Al-Syeikh Ibn ‘Atho’illahAssakandary RA
Nama lengkapnya adalah Syekh Ahmad Ibn Muhammad ibn ‘Atha’illah as-Sakandari. Ia lahir di Iskandariah (Mesir) pada 648H/1250M, dan meninggal di Kairo pada 1309 M. Julukan al-Iskandari atau as-Sakandari merujuk kota kelahirannya itu.
Sedari kecil,
Ibn ‘Atho’illah dikenal gemar belajar. Ia menimba ilmu dari beberapa al-
syekh secara bertahap. Gurunya yang paling dekat adalah Abu Al-Abbas
Ahmad ibn ‘Ali al-Anshari al-Mursi, murid dari Abu al-Hasan al-Syadzali, pendiri tarekat al-Syadzali.
Dalam
bidang fiqih ia menganut dan menguasai mazhab Maliki, sedangkan di
bidang tasawuf ia termasuk pengikut sekaligus tokoh tarekat
al-Syadzali.
Ibn
‘Athaillah tergolong ulama yang produktif. Tak kurang dari 20 karya
yang pernah dihasilkannya. Meliputi bidang tasawuf, tafsir, aqidah,
hadits, nahwu, dan ushul fiqh. Dari beberapa karyanya itu yang paling
terkenal adalah kitab al-Hikam.
Buku ini disebut-sebut sebagai magnum opusnya. Kitab itu sudah
beberapa kali disyarah. Antara lain oleh Muhammad bin Ibrahim ibn Ibad
ar Rundi, Syaikh Ahmad Zarruq, dan Ahmad ibn Ajiba.
Beberapa
kitab lainnya yang ditulis adalah Al-Tanwir fi Isqath al-Tadbir,
‘Unwan at-Taufiq fi’dab al-Thariq, miftah al-Falah dan al-Qaul
al-Mujarrad fil al-Ism al-Mufrad. Yang terakhir ini merupakan tanggapan
terhadap Syaikhul Islam ibn Taimiyyah mengenai persoalan tauhid. Kedua
ulama besar itu memang hidup dalam satu zaman, dan kabarnya beberapa
kali terlibat dalam dialog yang berkualitas tinggi dan sangat santun.

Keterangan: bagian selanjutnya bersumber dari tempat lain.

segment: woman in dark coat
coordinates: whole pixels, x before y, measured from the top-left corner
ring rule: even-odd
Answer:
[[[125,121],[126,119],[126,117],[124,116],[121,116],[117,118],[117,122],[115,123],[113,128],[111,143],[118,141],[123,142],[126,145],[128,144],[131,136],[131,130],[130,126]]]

Ibn Taimiyyah adalah sosok ulama yang tidak menyukai praktek sufisme.
Sementara ibn ‘Athaillah dan para pengikutnya melihat tidak semua jalan
sufisme itu salah. Karena mereka juga ketat dalam urusan syari’at.
Ibn
‘Athaillah dikenal sebagai sosok yang dikagumi dan bersih. Ia menjadi
panutan bagi banyak orang yang meniti jalan menuju Tuhan. Menjadi
teladan bagi orang-orang yang ikhlas, dan imam bagi para juru nasihat.

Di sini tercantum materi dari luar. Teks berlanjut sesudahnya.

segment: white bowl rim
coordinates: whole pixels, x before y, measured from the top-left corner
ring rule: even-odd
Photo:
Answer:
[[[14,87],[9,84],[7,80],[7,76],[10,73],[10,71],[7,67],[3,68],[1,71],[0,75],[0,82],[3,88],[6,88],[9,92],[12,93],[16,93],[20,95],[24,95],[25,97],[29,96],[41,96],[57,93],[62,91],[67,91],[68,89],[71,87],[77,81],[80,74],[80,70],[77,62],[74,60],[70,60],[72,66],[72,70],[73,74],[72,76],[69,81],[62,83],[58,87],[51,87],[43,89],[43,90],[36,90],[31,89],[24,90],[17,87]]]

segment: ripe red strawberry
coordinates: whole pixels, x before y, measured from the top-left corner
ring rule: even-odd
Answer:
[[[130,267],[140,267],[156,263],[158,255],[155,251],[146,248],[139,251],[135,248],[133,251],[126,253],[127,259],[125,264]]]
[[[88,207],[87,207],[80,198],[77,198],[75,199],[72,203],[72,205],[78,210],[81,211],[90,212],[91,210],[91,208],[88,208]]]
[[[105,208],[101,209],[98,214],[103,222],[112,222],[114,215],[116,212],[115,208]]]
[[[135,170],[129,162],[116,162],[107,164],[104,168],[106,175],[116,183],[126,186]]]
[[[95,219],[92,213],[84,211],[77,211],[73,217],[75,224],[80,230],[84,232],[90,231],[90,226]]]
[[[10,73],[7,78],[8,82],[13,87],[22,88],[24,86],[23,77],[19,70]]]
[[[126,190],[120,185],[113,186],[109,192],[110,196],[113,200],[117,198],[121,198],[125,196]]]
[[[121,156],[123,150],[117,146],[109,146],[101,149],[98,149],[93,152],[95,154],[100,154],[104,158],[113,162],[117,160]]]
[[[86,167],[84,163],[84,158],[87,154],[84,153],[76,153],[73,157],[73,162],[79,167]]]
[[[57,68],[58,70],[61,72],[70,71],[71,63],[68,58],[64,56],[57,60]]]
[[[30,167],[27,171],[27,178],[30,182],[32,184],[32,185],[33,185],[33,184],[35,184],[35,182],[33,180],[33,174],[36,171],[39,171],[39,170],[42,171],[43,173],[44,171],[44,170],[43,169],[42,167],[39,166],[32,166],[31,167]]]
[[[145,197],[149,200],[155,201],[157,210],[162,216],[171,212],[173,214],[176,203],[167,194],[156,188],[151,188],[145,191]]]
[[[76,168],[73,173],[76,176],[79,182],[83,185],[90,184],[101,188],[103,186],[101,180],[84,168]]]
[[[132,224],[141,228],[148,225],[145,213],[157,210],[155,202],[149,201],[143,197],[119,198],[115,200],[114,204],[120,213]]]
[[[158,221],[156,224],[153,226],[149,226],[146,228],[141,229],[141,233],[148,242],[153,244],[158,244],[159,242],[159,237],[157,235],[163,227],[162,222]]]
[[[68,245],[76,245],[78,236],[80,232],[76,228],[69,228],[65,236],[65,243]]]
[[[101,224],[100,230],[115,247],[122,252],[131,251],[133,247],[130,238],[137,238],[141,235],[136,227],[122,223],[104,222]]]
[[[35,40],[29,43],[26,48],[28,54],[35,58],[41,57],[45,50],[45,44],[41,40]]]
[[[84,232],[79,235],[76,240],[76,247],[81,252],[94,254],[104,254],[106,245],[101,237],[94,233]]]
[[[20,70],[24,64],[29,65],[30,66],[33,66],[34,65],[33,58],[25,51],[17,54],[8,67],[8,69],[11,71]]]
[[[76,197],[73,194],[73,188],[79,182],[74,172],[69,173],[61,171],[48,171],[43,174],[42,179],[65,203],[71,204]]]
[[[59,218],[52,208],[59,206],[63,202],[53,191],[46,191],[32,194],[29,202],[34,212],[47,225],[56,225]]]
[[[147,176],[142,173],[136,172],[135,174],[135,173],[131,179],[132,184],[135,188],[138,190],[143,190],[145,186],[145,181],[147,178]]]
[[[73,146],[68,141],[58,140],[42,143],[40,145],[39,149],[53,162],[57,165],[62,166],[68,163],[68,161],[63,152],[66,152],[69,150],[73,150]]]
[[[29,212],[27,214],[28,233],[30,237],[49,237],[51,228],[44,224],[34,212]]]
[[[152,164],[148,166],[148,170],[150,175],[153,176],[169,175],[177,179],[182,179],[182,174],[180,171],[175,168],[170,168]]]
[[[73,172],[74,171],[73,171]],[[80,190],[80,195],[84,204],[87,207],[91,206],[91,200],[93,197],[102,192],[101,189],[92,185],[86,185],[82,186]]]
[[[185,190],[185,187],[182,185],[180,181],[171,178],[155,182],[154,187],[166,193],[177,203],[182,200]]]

Ia dikenal sebagai master atau syaikh ketiga dalam lingkungan tarikat Syadzili setelah yang pendirinya Abu al Hasan Asy Syadzali
dan penerusnya, Abu Al 'Abbas Al-Mursi. Dan Ibn ‘Athillah inilah yang
pertama menghimpun ajaran-ajaran, pesan-pesan, doa dan biografi
keduanya, sehingga khazanah tarikat syadziliah tetap terpelihara.
Meski
ia tokoh kunci di sebuah tarikat, bukan berarti aktifitas dan pengaruh
intelektualismenya hanya terbatas di tarekat saja. Buku-buku ibn
Athaillah dibaca luas oleh kaum muslimin dari berbagai kelompok,
bersifat lintas mazhab dan tarikat, terutama kitab Al Hikam yang melegenda ini.